Sono le 9.30 quando tutto ha inizio: Giorgio è nel suo appartamento, Renato, 64 anni, è al piano superiore, lunedì non lavora, il negozio di riparazione scarpe in via Palestrina è chiuso. Giorgio sale per informarlo di pratiche burocratiche legate al recente funerale della madre: «Stavamo parlando tranquillamente – racconta Giorgio – quando è caduto a terra, picchiando la testa. Non respirava più, non si muoveva; non so come, ma mi è subito venuto in mente un incidente stradale che avevo visto a Lecco e così ho iniziato a praticare il massaggio cardiaco, chiedendo intanto aiuto».
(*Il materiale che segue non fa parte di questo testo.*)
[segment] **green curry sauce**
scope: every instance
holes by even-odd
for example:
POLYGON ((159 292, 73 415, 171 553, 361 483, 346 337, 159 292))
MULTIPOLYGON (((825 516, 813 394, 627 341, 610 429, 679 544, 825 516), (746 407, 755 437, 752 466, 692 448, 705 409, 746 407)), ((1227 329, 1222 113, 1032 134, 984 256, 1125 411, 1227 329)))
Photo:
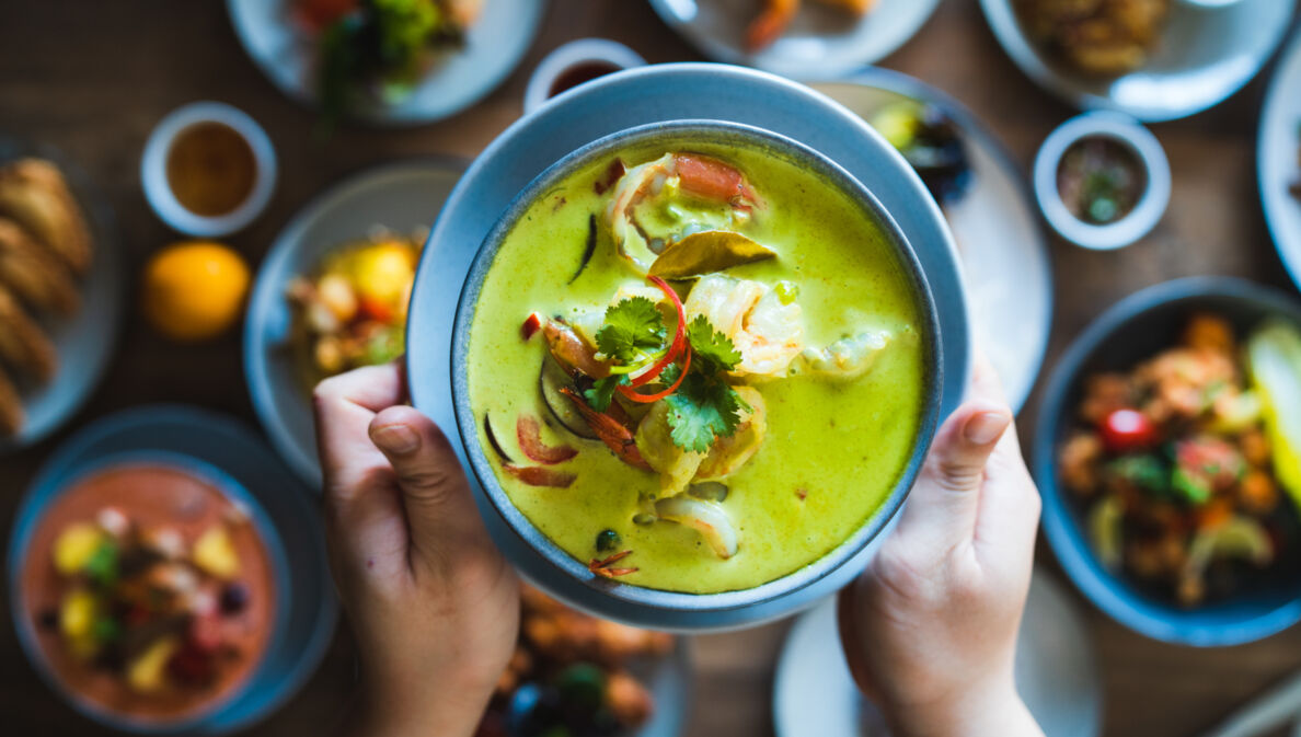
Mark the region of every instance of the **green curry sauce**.
MULTIPOLYGON (((626 150, 621 158, 631 167, 666 150, 671 143, 626 150)), ((579 451, 553 466, 576 477, 571 486, 528 486, 502 470, 479 424, 498 480, 539 530, 582 563, 605 557, 609 551, 597 551, 596 539, 614 530, 618 549, 632 551, 618 565, 637 569, 622 576, 622 583, 712 594, 760 586, 809 565, 877 513, 917 441, 925 375, 917 331, 925 323, 889 240, 848 195, 771 152, 701 145, 691 150, 743 171, 766 201, 745 234, 778 258, 730 268, 729 276, 798 285, 809 346, 865 327, 892 336, 859 378, 808 374, 752 383, 766 402, 768 432, 753 458, 725 479, 730 494, 722 507, 739 533, 736 555, 718 557, 683 525, 635 523, 634 516, 644 510, 639 499, 661 494, 657 474, 626 465, 597 440, 567 432, 548 414, 537 389, 546 346, 541 336, 522 339, 530 313, 578 319, 604 310, 618 285, 648 284, 619 257, 604 225, 609 191, 597 194, 593 182, 609 159, 544 194, 509 233, 475 307, 467 379, 475 417, 492 418, 497 441, 516 462, 528 464, 513 431, 520 413, 543 419, 545 444, 579 451), (574 279, 593 214, 597 246, 574 279)), ((679 283, 679 292, 688 285, 679 283)))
Arriva il terzo fratello, Aldo, che chiama il 118, ma in via Confalonieri si presentano i carabinieri. «Quando li ho visti – prosegue Giorgio – mi sono stupito, mi aspettavo dei dottori, comunque non ho detto nulla e ho continuano a praticare il massaggio».
I militari della compagnia di Desio prendono il defibrillatore, uno degli ultimi strumenti in loro dotazione. L’azione del macchinario, insieme al massaggio del fratello Giorgio, strappa alla morte Renato. «Dopo pochi minuti sono arrivate anche un’ambulanza e un’automedica – conclude Giorgio – e hanno portato mio fratello all’ospedale ”San Gerardo” di Monza, ora si sta riprendendo».
Cri.Marz.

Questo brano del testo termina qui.